Since the story is told from her POV, Irene has a knack for overstating the obvious, which bored and bothered me because, personally, I don’t think this world or these worlds are complicated enough to warrant such long info-dumping passages that slowed the story down. I think it would have been perfectly fine to leave some of the mysteries of the library, its purpose, and all these alternate Londons up to the imagination.
Another thing that hindered the writing is the main characters, Irene and Kai, coming off as younger than I expected. This gives the story a YA feel that I’m not a fan of. I would have liked for them to be a bit older and wiser in their thoughts and actions since that would have made more sense in the context of the library and immortality and time immemorial and whatnot. But since Genevieve Cogman is somewhat a YA writer, the YA-ness of the writing is unavoidable.
Lastly, there are a few plot holes and details that don’t quite work in light of the ending, but they didn’t bother me enough during the read to dwell on them, mostly because Irene is an unapologetic book lover and book hoarder, and the idea of an endless library that exists outside of time and space that hoards books is very amusing to me. A personal favorite of mine is reading about book lovers and all the ways in which they profess their love for books.
[T]he deepest, most fundamental part of her life involved a love of books. Right now, she wanted nothing more than to shut the rest of the world out, and have nothing to worry about, except the next page of whatever she was reading.
And she didn’t want great secrets of necromancy, or any other sort of magic. She just wanted—had always wanted—a good book to read. Being chased by hellhounds and blowing things up were comparatively unimportant parts of the job.

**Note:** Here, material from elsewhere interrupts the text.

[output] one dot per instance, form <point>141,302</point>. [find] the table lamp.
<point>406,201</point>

“[A]ll of us who are sealed to the Library are people who have chosen this way of life because we love books. None of us wanted to save worlds. I mean, not that we object to saving worlds…” She shrugged, picking up her teacup again “We want books. We love books. We live with books.”

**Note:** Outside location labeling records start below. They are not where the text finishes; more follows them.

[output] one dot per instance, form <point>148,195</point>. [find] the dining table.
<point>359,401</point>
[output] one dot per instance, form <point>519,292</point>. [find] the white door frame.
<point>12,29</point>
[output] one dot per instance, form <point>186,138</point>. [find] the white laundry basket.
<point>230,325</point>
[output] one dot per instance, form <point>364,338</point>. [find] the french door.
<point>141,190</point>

Getting the books, now that was what really mattered to her. That was the whole point of the Library: as far as she’s been taught, anyway. It wasn’t about a higher mission to save worlds. It was about finding unique works of fiction, and saving them in a place out of time and space. Perhaps some people might think that was a petty way to spend eternity, but Irene was happy with her choice.
And this book hits the spot. Well… not quite, but it’s close enough to keep me interested in the next installment.